**Title**

Predicting the real price of a two-person private room for a Parisian Airbnb rental on a weekday

**Introduction**

Airbnb is an online service that connects hosts with properties for rent to travellers interested in renting short-term homestays. The host of the home is the determinant of the price but will set it according to an array of factors, such as location, view, and cleaning service fee. 
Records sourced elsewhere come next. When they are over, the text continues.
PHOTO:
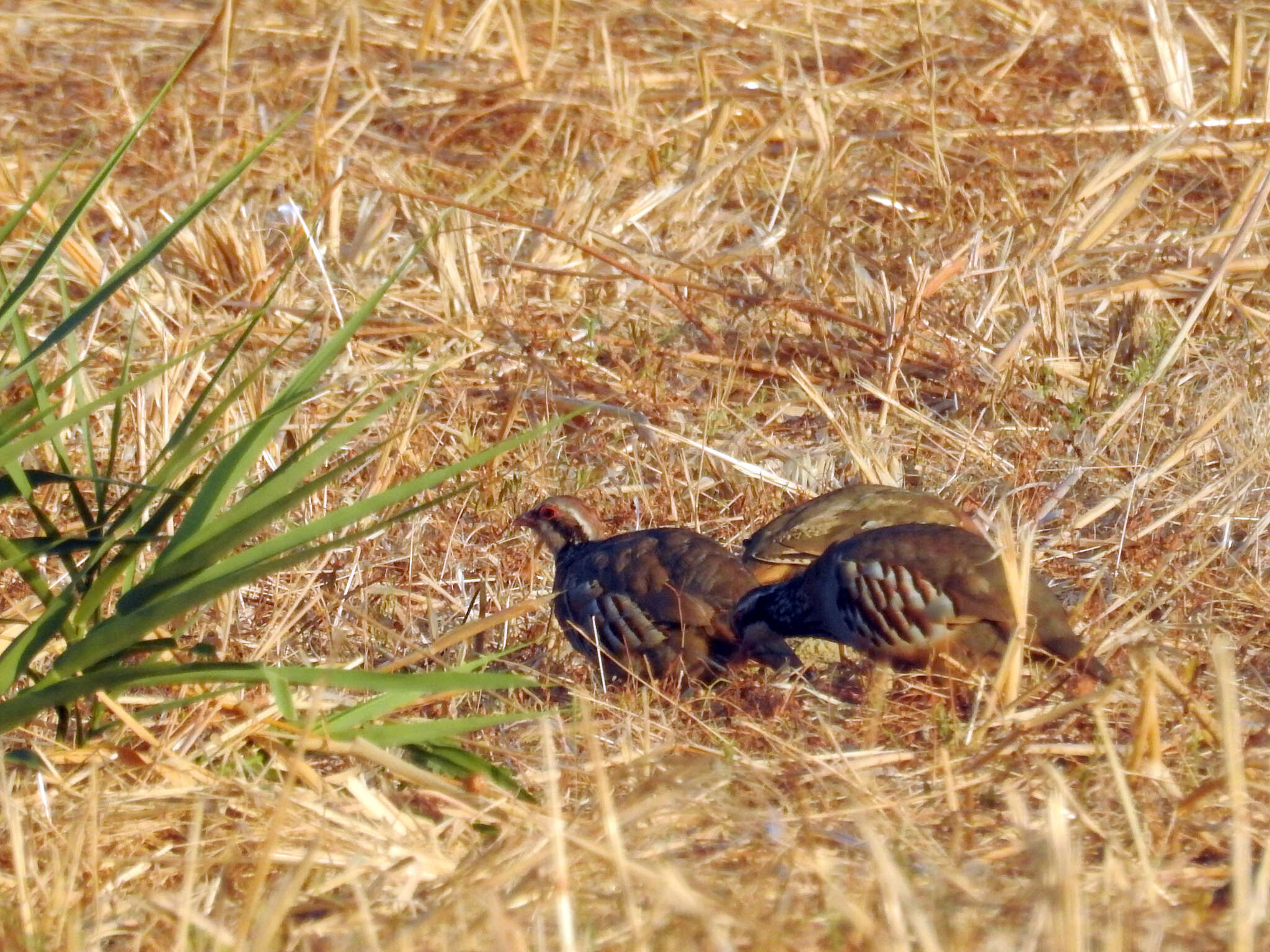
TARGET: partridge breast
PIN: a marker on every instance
(649, 603)
(793, 540)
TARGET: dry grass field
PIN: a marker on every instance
(1011, 252)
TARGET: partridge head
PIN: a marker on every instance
(793, 540)
(908, 594)
(651, 602)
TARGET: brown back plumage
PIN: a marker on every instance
(793, 540)
(908, 594)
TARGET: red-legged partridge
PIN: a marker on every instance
(651, 602)
(908, 594)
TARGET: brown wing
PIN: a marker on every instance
(796, 537)
(966, 568)
(655, 599)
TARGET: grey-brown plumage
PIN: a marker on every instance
(793, 540)
(908, 594)
(651, 602)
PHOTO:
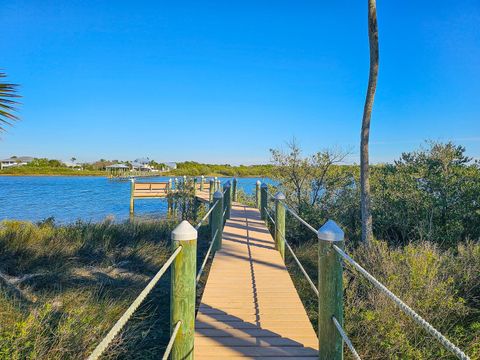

***We are interested in whether factors such as the distance to the city centre and the nearest metro station influence the price of an Airbnb rental in Paris on a weekday***. This will be the question we will try to answer, and using these factors, we will see its influence in the city of our choice, Paris, for a private 2 person room on any given weekday. 

According to Jones (2023), particularly the factors of public transportation and to the city centre play a great deal in convenience when it comes to travel. Paul Swinney, a writer at the Guardian, even stated that proximity to the city centre drives up renting costs, given the higher productivity and economic activity associated with the city (Swinney, 2011). Because of the importance of these factors, with convenience, efficacy, and overall higher enjoyment of the city at the heart of it, we decided to choose these variables to analyze the price of our rental. 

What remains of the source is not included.